Ernesto Guevara combatió con Fidel Castro en la guerrilla rebelde y ocupó varios altos cargos en el gobierno revolucionario, pero decidió abandonar la isla en 1965, para iniciar la “revolución continental” en Bolivia, donde fue apresado por el ejército y ejecutado el 9 de octubre de 1967 por orden de la CIA.

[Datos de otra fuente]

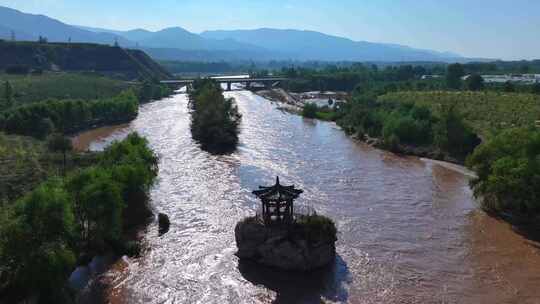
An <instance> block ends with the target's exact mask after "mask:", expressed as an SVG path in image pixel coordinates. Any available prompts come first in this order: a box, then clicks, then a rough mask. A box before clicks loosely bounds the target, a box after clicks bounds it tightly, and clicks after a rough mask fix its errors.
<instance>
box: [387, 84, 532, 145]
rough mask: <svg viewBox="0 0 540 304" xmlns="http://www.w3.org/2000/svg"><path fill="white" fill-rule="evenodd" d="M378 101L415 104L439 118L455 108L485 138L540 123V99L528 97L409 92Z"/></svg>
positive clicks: (523, 94)
mask: <svg viewBox="0 0 540 304" xmlns="http://www.w3.org/2000/svg"><path fill="white" fill-rule="evenodd" d="M378 100H379V101H390V102H403V103H414V104H416V105H420V106H426V107H428V108H430V109H431V110H432V111H433V112H434V113H435V114H437V113H438V112H440V109H441V106H442V105H455V108H456V109H457V110H458V111H459V112H460V113H461V114H462V115H463V117H464V119H465V120H466V121H467V122H468V123H469V124H470V125H471V126H472V127H473V129H474V130H475V131H476V132H477V133H479V134H481V136H482V137H483V138H487V137H490V136H492V135H493V134H496V133H498V132H499V131H501V130H503V129H508V128H511V127H528V126H531V125H534V123H535V121H537V120H540V95H533V94H526V93H501V92H490V91H482V92H471V91H459V92H456V91H430V92H412V91H407V92H394V93H387V94H385V95H382V96H380V97H379V98H378Z"/></svg>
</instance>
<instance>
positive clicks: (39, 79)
mask: <svg viewBox="0 0 540 304" xmlns="http://www.w3.org/2000/svg"><path fill="white" fill-rule="evenodd" d="M6 81H9V83H10V84H11V86H12V87H13V98H14V100H15V101H17V102H19V103H29V102H36V101H41V100H44V99H46V98H52V99H65V98H68V99H70V98H73V99H98V98H108V97H113V96H116V95H118V94H119V93H120V92H122V91H123V90H125V89H127V88H129V87H130V85H129V84H127V83H126V82H124V81H121V80H117V79H112V78H107V77H104V76H100V75H99V74H92V73H55V72H44V73H43V74H41V75H32V74H29V75H10V74H5V73H4V74H0V84H4V83H5V82H6ZM2 89H3V87H2ZM2 93H3V92H2ZM2 102H5V95H4V94H0V104H1V103H2Z"/></svg>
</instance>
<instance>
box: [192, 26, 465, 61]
mask: <svg viewBox="0 0 540 304" xmlns="http://www.w3.org/2000/svg"><path fill="white" fill-rule="evenodd" d="M201 36H202V37H205V38H208V39H233V40H236V41H239V42H246V43H248V42H249V43H250V44H253V45H256V46H259V47H261V48H265V49H267V50H270V51H277V52H282V53H289V54H290V56H291V59H297V60H328V61H334V60H351V61H417V60H448V59H451V58H455V57H456V56H457V55H456V54H448V53H440V52H435V51H429V50H420V49H414V48H410V47H405V46H400V45H395V44H384V43H372V42H365V41H353V40H351V39H347V38H342V37H337V36H331V35H326V34H323V33H319V32H314V31H299V30H278V29H268V28H263V29H256V30H236V31H207V32H203V33H202V34H201ZM458 57H460V56H458Z"/></svg>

Su cuerpo fue mutilado y enterrado en un lugar que se mantuvo en secreto hasta que, en noviembre de 1995, el ex general Mario Vargas Salinas desveló que el cadáver se encontraba en una fosa común cavada en la localidad boliviana de Vallegrande.
González Pérez, actualmente rector del Instituto Superior de Ciencias Médicas de La Habana, recordó que la búsqueda del cuerpo del Ché comenzó en 1995, siguiendo una “guía de pasos” diseñada por el equipo encargado de su localización.